クラウドコンピューティングは、一時はバズワード扱いされておりましたが、いまや企業の基幹システムにパブリッククラウドを利用する事例も出ているなど、普及が進んでいます。それとともにクラウドコンピューティングの位置付けや使い方も大きく変化しています。そこで今回はInfrastructure as codeを中心に、いまどきのクラウドコンピューティングの技術トレンドについて書きます。なお、やや技術的ですが、クラウドコンピューティングはもちろん、今後のコンピュータを考える上では重要な話題であり、お読み頂ければ幸いです。なお、以降ではクラウドコンピューティングをクラウドと略します。また、対象はパブリッククラウドとしています。

クラウドの実情

 クラウド黎明期、クラウドのメリットとして強調されたのは次の二つでした。

 (1)必要なときに必要なだけサーバが使える
 (2)情報システムの所有から利用へ

 当時、(1)の事例として頻繁にあげられたのが、米ニューヨークタイムズ社が、パブリッククラウドの代表格であるAmazon EC2のサーバを大量に使って、過去100年分の新聞記事データのPDF化処理を1日で終わらせたという話でした。古い記事のPDF化は一過性の処理でしょうから、そのためにシステムを用意するのは無駄であり、クラウドを有効に利用した事例となります。

 しかし、昨今のクラウドの利用事例をみると、一過性の処理はむしろ少数で、基幹系など日々使い続けるような情報システムをクラウドに移行する事例が多いのです。

 (2)で強調されたのは、情報システムを365日24時間、稼働させるわけではないので、自前で持つよりは借りた方が安上がりという話でした。しかし、実際にクラウドは安上がりといえるでしょうか。

 御存知のようにハードウェアなどの進歩により、サーバ性能やストレージ容量の単位当たりのコストは下がっていきます。それに対して、Amazon EC2を含め、パブリッククラウドの利用料はそれに見合うほど下がっているようにはみえません。

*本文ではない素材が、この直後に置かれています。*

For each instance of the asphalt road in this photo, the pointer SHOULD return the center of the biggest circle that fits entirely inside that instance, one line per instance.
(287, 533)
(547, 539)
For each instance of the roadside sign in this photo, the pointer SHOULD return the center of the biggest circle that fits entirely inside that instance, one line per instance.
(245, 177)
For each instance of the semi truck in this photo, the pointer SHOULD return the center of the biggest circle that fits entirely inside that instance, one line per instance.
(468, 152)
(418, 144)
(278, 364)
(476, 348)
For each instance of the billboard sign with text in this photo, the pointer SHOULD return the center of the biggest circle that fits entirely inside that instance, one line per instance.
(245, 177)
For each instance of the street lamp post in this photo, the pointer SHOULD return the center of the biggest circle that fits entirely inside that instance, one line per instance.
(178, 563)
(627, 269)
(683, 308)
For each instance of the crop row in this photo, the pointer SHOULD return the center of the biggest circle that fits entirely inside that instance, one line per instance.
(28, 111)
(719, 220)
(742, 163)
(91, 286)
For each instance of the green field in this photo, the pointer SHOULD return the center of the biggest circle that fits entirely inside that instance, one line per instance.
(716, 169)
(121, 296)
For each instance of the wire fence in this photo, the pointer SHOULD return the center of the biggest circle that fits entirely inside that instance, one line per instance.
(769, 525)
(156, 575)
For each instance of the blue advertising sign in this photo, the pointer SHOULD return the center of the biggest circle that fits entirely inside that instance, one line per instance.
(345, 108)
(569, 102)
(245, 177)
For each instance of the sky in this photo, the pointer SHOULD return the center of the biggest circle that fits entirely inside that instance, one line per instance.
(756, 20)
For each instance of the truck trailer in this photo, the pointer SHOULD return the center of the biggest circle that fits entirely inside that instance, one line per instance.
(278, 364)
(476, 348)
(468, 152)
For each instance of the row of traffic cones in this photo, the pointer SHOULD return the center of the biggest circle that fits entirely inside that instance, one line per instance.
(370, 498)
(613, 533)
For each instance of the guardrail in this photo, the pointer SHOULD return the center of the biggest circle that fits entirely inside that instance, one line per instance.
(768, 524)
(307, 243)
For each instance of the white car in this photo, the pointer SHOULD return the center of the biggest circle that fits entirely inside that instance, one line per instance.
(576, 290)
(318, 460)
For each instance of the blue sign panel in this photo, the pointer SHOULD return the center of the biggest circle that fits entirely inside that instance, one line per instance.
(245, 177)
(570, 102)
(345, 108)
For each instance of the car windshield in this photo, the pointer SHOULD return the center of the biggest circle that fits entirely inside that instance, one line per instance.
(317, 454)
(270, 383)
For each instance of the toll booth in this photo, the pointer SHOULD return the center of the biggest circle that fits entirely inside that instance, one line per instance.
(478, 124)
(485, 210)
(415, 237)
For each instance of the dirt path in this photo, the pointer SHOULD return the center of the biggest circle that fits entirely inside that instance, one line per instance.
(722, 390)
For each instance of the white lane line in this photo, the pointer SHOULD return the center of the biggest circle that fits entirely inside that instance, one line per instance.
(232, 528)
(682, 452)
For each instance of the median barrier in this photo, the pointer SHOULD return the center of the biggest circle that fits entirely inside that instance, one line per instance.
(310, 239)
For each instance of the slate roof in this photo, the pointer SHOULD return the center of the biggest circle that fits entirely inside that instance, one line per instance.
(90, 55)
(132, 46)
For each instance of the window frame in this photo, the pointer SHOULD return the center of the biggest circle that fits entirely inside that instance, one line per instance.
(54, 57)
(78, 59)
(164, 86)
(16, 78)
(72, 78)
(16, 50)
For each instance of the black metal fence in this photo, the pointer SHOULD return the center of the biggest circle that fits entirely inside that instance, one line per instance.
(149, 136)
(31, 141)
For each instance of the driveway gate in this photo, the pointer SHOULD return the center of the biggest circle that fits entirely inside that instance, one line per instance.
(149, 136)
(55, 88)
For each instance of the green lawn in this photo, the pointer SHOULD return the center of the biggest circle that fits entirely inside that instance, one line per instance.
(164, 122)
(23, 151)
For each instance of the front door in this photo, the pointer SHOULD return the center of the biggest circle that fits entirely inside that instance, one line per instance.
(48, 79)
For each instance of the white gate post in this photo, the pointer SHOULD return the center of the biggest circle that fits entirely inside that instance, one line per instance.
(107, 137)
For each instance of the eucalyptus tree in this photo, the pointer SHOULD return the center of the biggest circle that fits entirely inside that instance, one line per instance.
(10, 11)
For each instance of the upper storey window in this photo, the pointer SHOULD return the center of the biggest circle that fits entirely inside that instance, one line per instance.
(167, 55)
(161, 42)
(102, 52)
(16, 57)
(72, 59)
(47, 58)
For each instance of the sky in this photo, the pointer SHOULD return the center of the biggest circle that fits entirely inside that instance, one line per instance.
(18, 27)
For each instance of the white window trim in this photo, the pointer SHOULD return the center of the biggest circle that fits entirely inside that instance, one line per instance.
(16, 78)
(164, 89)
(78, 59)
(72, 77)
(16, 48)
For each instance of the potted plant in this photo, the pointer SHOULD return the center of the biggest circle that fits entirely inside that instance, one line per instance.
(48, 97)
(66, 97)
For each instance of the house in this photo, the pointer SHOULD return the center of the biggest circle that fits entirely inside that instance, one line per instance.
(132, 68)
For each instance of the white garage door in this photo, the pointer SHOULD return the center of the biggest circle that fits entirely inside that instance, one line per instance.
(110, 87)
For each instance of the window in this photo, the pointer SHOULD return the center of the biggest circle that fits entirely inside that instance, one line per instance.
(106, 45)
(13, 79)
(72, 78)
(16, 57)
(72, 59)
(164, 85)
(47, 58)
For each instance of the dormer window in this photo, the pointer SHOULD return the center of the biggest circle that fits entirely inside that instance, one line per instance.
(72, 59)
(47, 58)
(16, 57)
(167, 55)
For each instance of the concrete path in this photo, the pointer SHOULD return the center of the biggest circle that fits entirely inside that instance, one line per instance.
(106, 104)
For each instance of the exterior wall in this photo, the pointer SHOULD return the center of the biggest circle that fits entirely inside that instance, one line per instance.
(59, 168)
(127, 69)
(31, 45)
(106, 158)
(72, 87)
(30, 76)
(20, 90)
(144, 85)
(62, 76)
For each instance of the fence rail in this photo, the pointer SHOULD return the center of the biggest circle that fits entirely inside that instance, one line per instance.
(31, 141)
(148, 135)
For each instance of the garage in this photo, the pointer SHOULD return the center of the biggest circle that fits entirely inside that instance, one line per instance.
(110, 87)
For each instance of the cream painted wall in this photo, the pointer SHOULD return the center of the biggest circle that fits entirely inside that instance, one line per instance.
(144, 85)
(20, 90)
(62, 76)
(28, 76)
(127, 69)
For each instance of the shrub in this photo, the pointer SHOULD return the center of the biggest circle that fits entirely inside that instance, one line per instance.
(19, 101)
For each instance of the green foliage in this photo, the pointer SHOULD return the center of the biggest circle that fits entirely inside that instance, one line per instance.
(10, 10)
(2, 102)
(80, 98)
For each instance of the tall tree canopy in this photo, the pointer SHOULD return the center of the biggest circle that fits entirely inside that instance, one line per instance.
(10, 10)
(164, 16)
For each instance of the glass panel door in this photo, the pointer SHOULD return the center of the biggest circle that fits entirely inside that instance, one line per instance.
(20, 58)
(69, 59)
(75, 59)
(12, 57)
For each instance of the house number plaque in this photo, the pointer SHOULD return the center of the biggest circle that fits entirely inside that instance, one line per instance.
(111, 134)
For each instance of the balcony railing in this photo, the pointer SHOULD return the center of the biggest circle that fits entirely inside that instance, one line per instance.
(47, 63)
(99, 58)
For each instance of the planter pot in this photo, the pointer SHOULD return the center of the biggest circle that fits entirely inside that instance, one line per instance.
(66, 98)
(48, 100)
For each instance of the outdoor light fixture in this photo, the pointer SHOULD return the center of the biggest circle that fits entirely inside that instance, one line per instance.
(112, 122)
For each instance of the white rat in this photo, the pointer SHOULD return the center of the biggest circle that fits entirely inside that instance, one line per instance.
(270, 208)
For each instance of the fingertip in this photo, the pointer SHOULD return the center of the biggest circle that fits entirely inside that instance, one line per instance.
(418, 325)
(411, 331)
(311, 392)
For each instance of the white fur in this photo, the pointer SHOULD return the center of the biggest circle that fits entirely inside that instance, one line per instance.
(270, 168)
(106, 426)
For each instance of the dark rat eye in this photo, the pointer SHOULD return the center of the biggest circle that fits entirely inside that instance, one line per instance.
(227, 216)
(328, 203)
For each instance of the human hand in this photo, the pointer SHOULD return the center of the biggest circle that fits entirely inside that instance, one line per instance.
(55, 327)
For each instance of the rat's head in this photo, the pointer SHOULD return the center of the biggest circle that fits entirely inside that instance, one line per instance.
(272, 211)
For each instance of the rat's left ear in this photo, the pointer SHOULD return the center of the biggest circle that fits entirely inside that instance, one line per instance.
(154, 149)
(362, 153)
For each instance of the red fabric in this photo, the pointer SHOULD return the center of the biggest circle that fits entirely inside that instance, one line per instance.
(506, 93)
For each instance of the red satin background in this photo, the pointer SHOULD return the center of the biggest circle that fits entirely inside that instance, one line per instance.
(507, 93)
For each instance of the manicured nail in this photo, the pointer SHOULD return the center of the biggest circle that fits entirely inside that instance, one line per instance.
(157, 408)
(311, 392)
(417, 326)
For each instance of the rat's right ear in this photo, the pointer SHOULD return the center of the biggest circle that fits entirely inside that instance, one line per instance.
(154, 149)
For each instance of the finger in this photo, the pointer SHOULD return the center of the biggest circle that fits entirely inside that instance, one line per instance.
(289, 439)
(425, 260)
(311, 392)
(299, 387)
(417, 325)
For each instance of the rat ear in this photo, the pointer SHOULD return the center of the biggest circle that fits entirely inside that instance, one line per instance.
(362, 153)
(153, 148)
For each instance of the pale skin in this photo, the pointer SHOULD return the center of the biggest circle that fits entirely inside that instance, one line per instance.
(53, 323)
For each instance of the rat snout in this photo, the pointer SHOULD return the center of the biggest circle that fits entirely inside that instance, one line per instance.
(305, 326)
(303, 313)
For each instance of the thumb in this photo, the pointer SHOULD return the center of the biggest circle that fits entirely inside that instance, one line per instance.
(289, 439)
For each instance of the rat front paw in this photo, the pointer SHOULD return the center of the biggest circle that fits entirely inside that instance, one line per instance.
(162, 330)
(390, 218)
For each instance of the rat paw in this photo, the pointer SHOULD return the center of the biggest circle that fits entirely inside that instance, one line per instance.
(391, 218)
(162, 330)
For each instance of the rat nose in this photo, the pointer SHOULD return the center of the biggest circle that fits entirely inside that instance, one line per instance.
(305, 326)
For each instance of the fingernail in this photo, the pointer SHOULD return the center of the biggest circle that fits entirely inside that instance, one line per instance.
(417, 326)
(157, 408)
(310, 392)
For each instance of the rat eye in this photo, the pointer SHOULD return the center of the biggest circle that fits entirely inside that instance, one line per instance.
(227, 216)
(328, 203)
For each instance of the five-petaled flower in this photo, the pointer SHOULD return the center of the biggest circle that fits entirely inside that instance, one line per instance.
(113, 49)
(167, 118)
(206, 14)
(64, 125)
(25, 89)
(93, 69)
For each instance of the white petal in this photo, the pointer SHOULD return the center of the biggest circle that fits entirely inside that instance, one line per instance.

 つまり、費用対効果を考えると、最新の情報システムの性能を享受しようとすると、システムを自前で持つのに比べ、クラウドは割高になる場合があります。

 それでもクラウドの利用が増えているということは、前述の (1) 使いたいときだけサーバを使える、 (2) 所有から利用へ以外に、クラウドにはメリットがあると考えるべきです。